Этот бесцеремонный приказ отвлек Джасмин от мрачных мыслей. Ну да, ему ведь нравится болтать с ней. Вчера он провоцировал ее так, что она трещала как сорока.
Джасмин позволила себе улыбнуться. Как знать, возможно, она способна внушить любовь этому тяжелому человеку. За него бой будет тяжелым. Но разве у нее есть выбор? Она едва не умерла из-за разлуки с ним. Пока у нее есть хотя бы тень надежды, пока ее хищник хочет с ней разговаривать, пока он прикасается к ней так, как будто хочет ее, она будет бороться.

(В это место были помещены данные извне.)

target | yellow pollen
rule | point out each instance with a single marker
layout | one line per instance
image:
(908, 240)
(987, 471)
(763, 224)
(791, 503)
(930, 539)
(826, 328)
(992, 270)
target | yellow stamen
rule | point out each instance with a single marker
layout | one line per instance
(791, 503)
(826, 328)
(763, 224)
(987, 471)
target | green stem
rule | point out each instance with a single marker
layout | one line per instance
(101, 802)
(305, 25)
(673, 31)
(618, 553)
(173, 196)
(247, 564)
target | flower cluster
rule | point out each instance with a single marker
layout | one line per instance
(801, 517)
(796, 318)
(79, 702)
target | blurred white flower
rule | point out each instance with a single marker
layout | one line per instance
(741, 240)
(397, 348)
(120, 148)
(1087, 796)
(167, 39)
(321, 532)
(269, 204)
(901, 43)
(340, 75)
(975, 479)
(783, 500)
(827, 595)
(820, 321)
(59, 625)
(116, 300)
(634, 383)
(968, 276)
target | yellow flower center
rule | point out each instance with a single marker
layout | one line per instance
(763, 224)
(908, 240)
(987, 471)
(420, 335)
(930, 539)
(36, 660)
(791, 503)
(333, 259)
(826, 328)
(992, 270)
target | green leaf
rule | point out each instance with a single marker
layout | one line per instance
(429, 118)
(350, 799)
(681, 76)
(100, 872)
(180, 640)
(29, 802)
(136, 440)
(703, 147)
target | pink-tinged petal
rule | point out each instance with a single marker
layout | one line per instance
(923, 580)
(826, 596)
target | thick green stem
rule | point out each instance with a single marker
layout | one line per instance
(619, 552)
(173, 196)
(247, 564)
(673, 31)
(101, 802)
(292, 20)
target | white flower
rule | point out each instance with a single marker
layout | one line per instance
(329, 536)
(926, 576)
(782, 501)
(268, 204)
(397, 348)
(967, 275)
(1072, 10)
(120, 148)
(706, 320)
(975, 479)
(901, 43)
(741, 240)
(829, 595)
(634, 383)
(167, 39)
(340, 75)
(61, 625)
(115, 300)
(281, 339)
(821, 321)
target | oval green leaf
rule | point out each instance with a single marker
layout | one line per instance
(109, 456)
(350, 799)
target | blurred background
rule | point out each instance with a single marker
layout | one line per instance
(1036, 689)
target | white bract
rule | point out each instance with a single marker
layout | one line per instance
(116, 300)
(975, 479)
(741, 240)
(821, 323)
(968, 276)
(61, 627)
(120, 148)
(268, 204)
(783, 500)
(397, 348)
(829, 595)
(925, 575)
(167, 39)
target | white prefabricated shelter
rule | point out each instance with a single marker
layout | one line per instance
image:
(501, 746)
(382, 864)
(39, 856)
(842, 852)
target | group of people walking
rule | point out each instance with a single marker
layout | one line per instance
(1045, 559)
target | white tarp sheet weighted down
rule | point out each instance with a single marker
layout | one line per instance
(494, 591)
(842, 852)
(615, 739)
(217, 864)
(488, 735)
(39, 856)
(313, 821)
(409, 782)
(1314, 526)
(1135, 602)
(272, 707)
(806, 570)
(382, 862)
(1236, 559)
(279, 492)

Может быть, еще наступит такой день, когда Тарик поверит ей, полюбит ее настолько, чтобы принять в ней все. А до тех пор тайна, которой ей смертельно хочется поделиться, останется похороненной очень глубоко в ее груди.

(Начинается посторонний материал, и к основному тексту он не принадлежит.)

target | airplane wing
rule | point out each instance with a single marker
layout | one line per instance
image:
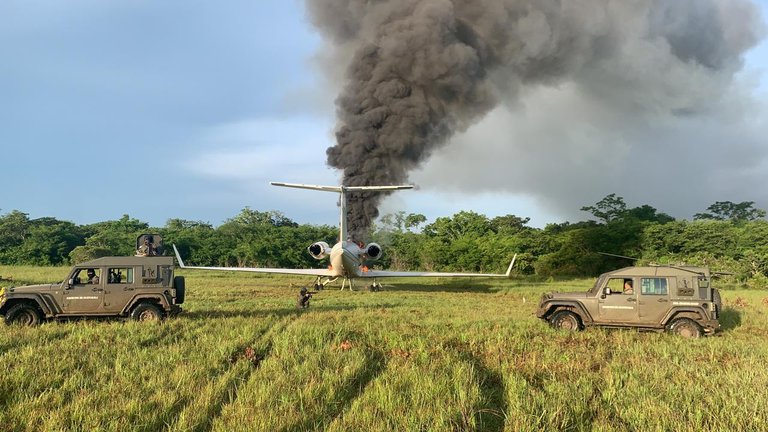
(385, 273)
(305, 272)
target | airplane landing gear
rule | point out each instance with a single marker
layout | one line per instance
(375, 286)
(302, 302)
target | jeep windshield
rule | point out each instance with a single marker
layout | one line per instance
(596, 287)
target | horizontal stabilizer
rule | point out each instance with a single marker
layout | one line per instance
(340, 189)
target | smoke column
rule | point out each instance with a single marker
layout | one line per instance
(420, 71)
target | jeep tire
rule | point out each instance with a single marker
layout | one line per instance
(23, 314)
(146, 312)
(179, 285)
(685, 327)
(565, 320)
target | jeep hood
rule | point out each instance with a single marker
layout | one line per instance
(31, 288)
(576, 295)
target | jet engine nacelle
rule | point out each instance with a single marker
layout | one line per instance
(319, 250)
(373, 251)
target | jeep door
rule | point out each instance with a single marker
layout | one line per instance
(621, 303)
(653, 302)
(120, 288)
(83, 293)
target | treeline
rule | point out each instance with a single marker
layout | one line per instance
(727, 237)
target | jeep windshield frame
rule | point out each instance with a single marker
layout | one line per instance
(598, 284)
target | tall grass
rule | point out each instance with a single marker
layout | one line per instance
(437, 355)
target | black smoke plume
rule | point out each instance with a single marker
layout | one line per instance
(421, 70)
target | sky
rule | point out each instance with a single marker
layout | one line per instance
(188, 109)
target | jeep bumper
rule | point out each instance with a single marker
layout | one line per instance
(175, 310)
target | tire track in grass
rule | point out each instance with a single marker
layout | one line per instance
(491, 413)
(375, 364)
(245, 359)
(596, 397)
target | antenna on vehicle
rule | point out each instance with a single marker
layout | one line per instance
(619, 256)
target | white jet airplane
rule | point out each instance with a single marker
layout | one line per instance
(347, 257)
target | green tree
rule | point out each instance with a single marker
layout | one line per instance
(727, 210)
(610, 208)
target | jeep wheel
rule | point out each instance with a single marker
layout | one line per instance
(23, 314)
(146, 312)
(178, 283)
(685, 327)
(565, 320)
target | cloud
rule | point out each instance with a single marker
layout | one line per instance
(263, 149)
(567, 147)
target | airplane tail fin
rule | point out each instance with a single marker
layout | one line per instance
(509, 269)
(342, 191)
(178, 257)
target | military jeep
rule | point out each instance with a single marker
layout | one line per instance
(140, 287)
(679, 300)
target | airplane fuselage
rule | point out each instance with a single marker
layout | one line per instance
(346, 259)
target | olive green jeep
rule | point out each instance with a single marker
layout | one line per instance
(679, 300)
(140, 287)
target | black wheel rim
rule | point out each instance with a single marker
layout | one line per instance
(566, 323)
(24, 317)
(148, 315)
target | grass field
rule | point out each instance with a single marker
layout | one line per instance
(439, 355)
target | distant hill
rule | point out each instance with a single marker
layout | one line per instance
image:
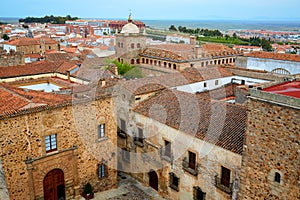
(48, 19)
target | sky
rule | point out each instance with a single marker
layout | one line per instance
(156, 9)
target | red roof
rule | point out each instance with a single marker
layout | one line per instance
(37, 68)
(31, 41)
(291, 89)
(276, 56)
(14, 100)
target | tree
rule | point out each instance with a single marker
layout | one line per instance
(172, 28)
(234, 36)
(266, 45)
(5, 37)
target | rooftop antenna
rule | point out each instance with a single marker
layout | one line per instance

— Расскажи мне, — тихо, но решительно произнесла Джасмин.
— Что?
— Что именно они хотели сделать.
— Мина... — Тарик не скрывал раздражения. — Я же сказал: прошлое — это прошлое. Об этом мы говорить не будем.
Он поерзал, поправляя упряжь.
— Я обязана исполнять твои распоряжения, не задавая вопросов?
Тарик долго молчал.
— Никому не дано оспаривать то, что сказал шейх.
— Ты — мой муж.
— Значит, тебе полагается быть послушной женой.
— Если тебе нужно послушание, заведи собаку. Или еще какого-нибудь домашнего любимца.
Джасмин не добавила, что из-за послушной жены он бы через неделю расшиб свой аристократический лоб о стенку.
Руки Тарика крепче сжали ее.
— Нет, Мина, другие любимцы мне не нужны. Потому теперь я могу любить тебя. — Рука Тарика, покоившаяся под грудью Джасмин, проснулась и нажала на ее живот.
И тут он неожиданно стал рассказывать:
— Мы сделали остановку в Бахрейне из соображений дипломатического характера. По дороге из аэропорта два грузовика отрезали мою машину от основной группы.
— А Хираз?
— В то время я был не лучшим спутником. — Тихий ответ Тарика оставил еще один порез на сердце Джасмин, израненном угрызениями совести. — Хираз ехал в передней машине с двумя охранниками. Еще двое ехали в следующей.
— Так ты был один...
Инстинктивно Джасмин отпустила седельную луку и схватилась за руку Тарика.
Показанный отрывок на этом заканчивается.